Hindley et Cathy se contentèrent de regarder et d’écouter jusqu’à ce que la paix fût rétablie ; alors tous deux se mirent à explorer les poches de leur père pour y trouver les cadeaux qu’il leur avait promis. Hindley était un garçon de quatorze ans ; mais en retirant ce qui avait été un violon, écrasé et réduit en miettes dans le manteau, il pleura à chaudes larmes.

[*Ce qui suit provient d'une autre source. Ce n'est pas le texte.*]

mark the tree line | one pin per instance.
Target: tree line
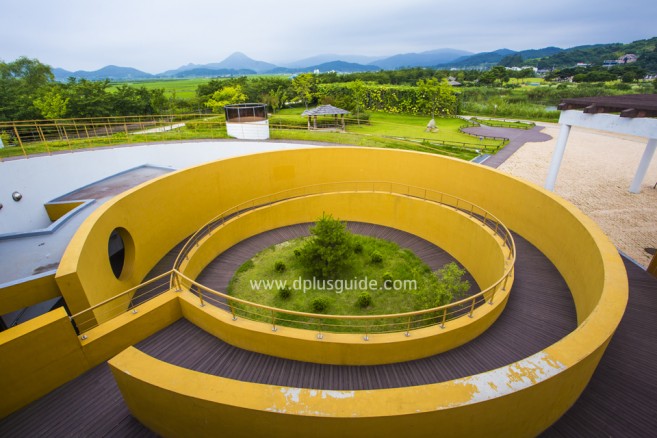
(28, 90)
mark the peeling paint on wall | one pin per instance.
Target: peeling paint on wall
(517, 376)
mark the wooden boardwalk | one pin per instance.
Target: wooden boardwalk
(517, 138)
(620, 400)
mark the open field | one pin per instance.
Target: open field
(382, 130)
(178, 88)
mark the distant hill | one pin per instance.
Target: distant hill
(203, 72)
(329, 57)
(111, 72)
(422, 59)
(598, 53)
(239, 64)
(337, 66)
(480, 60)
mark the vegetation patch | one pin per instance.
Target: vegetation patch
(357, 285)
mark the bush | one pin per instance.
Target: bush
(285, 293)
(387, 280)
(364, 300)
(329, 251)
(320, 304)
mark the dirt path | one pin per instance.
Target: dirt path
(595, 175)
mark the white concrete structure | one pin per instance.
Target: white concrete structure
(639, 126)
(258, 130)
(29, 239)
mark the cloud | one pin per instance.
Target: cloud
(79, 34)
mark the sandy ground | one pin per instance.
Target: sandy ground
(595, 175)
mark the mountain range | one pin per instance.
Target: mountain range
(239, 64)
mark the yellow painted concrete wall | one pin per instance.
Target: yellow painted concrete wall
(463, 237)
(532, 392)
(18, 295)
(340, 348)
(199, 405)
(45, 352)
(472, 244)
(56, 210)
(37, 357)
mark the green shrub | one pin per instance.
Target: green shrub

Quant à Cathy, lorsqu’elle apprit que le maître avait perdu sa cravache en s’occupant de l’intrus, elle témoigna son déplaisir en faisant des grimaces et en crachant dans la direction de la stupide petite créature, ce qui lui valut une bonne gifle de son père pour lui apprendre à avoir des manières plus convenables. L’un et l’autre refusèrent absolument de partager leur lit, et même leur chambre avec lui ; je ne fis pas preuve de plus de bon sens en le mettant sur le palier de l’escalier, avec l’espoir qu’il serait peut-être parti le matin. Soit par hasard, soit qu’il eût été attiré en entendant la voix de Mr Earnshaw, il se glissa à la porte de ce dernier, qui l’y trouva quand il sortit de sa chambre. Une enquête fut ouverte pour savoir comment il était arrivé là : je fus obligée de faire des aveux et, en récompense de ma poltronnerie et de mon inhumanité, je fus renvoyée de la maison.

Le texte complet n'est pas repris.